Выбрать главу

И я понял, что это — смерть. Господи, как туда тянет! Как хочется вырваться из липкой паутины повседневного мученического существования в простор покоя и полной воли! А все зависит от моего сознательного решения: в какую сторону я захочу сойти с этой грани, так и будет. Но я решил еще задержаться здесь, в этом мире. Я решил, что еще нужен своей жене и маленькой дочке. И тут вдруг с ужасом осознал, что, несмотря на собственное решение, сдвинуться в сторону жизни у меня не получается. Ниточки, удерживающие меня с этой стороны пограничного рубежа, истончились и грозили вовсе порваться. Другая же сторона продолжала завлекать меня, притягивать к себе. И я не чувствовал уже в своей больной, раздвоенной душе достаточно силы вырваться из этих пут. И тут я увидел лежащий рядом на столике очищенный для меня дочкой апельсин. Я его взял и стал есть, хотя при такой температуре, понятно, есть вовсе не хотелось. И вот яркий, болезненно-резкий вкус цитруса в воспаленной гортани вернул мне ощущение материального мира, вернул меня в жизнь. Я очутился по эту сторону грани. Но за нее я все-таки заглянул и понял, что смерть — это всего лишь переход.

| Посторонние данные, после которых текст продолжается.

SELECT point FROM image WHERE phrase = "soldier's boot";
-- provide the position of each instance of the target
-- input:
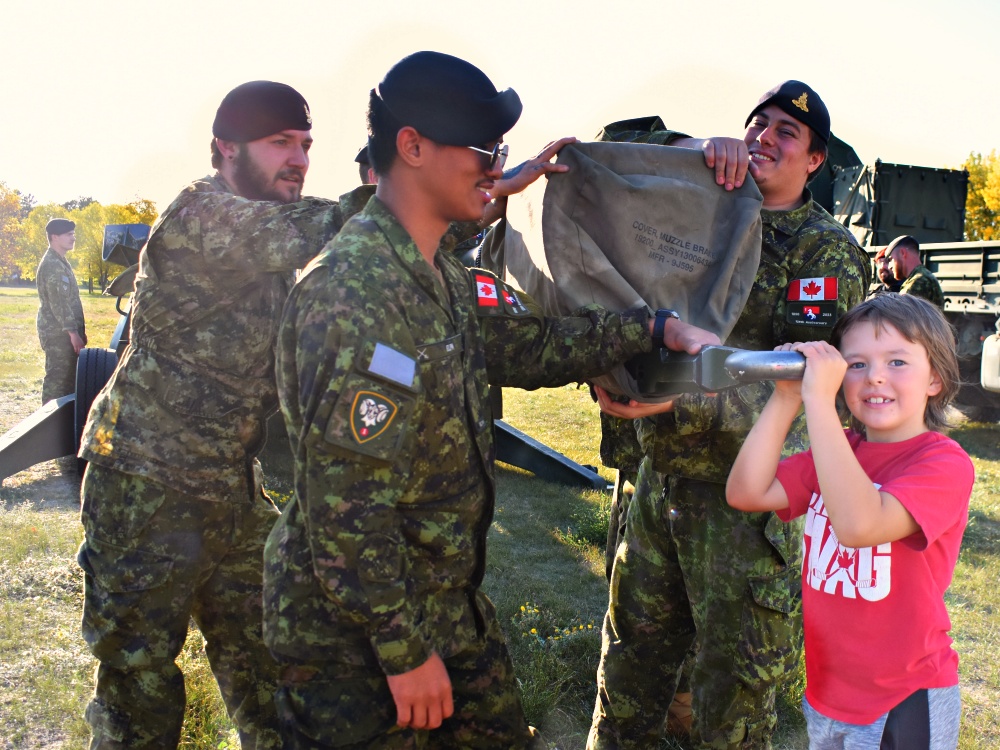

Наверное, так и случается в старости или при длительной тяжелой болезни: человек периодически оказывается на грани между жизнью и смертью. Чаще он выбирает первое и остается страдать здесь до следующего раза. В конце концов ему все надоедает, он видит, что достаточно измучил близких и натерпелся сам, и тогда выбирает ту, полную покойного блаженного существования сторону и переходит в мир иной в прямом смысле этого слова.

Но вот что любопытно: если перейти туда, в том, ином мире проще было бы встречаться с Марией или нет? Не надо экспериментировать. Здесь, во всяком случае, мы с ней близки, а там, за гранью, при абсолютной полноценности небытия может статься и не захочется ничего? Не случайно же допотопные ангелы спускались на землю и, как сказано, «стали входить к дочерям человеческим», потому что «увидели… что они красивы». И не случайно же Мария бегает ко мне из своего совершенного бытия.

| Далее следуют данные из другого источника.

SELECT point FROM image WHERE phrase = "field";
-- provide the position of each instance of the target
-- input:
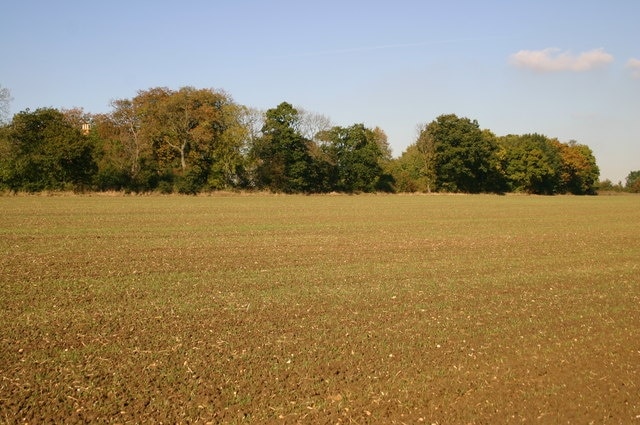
(320, 309)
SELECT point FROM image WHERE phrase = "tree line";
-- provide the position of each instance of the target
(193, 140)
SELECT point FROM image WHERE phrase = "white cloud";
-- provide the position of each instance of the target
(634, 65)
(553, 59)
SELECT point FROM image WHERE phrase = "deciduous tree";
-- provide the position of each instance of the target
(48, 152)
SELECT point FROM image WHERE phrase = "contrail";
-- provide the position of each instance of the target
(388, 46)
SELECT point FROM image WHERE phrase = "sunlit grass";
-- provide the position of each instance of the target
(319, 308)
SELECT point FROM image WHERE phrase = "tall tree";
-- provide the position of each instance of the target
(48, 152)
(633, 181)
(5, 101)
(531, 163)
(579, 173)
(283, 156)
(356, 154)
(195, 134)
(464, 157)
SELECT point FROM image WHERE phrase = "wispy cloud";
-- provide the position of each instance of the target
(634, 65)
(553, 59)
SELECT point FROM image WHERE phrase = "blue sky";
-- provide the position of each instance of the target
(566, 69)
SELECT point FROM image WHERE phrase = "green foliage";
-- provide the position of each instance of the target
(531, 163)
(579, 173)
(633, 182)
(463, 158)
(283, 155)
(356, 158)
(192, 140)
(46, 152)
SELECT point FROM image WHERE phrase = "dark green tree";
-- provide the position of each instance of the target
(464, 157)
(633, 182)
(283, 157)
(47, 152)
(531, 164)
(356, 155)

Тогда, после выбора между жизнью и смертью, я впервые близко увидел Христа. Уже придя в себя, я поднялся, вышел из своей комнаты и, вдруг почувствовав на себе взгляд, обернулся. Он висел под потолком в коридоре нашей коммунальной квартиры, как и положено, раскинув руки. Никакого креста сзади не было: он зависал в воздухе. И он не был обнажен, как всегда изображают; на нем была хламида ниже колен, с короткими широкими рукавами. Но самая главная деталь: я не видел его лица, лица как бы и не было. Зато я ощущал на себе взгляд, и это был взгляд зеленых глаз. Я точно ощущал, что глаза были зеленые. Кто же мог предположить тогда, что через восемь лет совсем в другом городе в воскресенье я зайду в церковь и сразу у входа буду остановлен прямым и таким же зеленым взглядом своего пасынка? Острая жалость пронзит толщу этих восьми лет, и я посочувствую ему теперь, как тогда он сочувствовал мне. В тот момент в коридоре коммуналки, естественно, я не знал еще, что через какое-то время мы можем оказаться как бы родственниками. А он, — ему что будущее, что прошлое, — все он знал уже тогда.

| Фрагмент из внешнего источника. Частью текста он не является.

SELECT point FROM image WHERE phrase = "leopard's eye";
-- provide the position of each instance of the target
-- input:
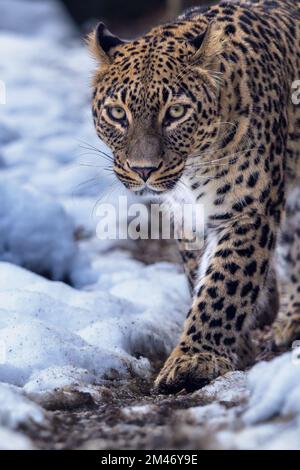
(175, 112)
(117, 113)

Чуть в стороне на иконостасе той церкви был изображен святой Иосиф Праведный. Единственный поступок в жизни, который совершил престарелый отчим (в отличие от Отца, ничего для него не сделавшего), — это то, что он решительно сгреб свое новое семейство: жену и его маленького — и, бросив к черту на произвол все: землю, дом, скарб, прежних детей, — рванул в Египет, спасая его от смерти. До конца жизни за это я буду ему благодарен.

Все это я думал прозрачным воскресным утром, пока шел к церкви и стоял перед алтарем. Марии со мной не было — она осталась дома. Вообще я заметил, она не очень любит бывать в церкви.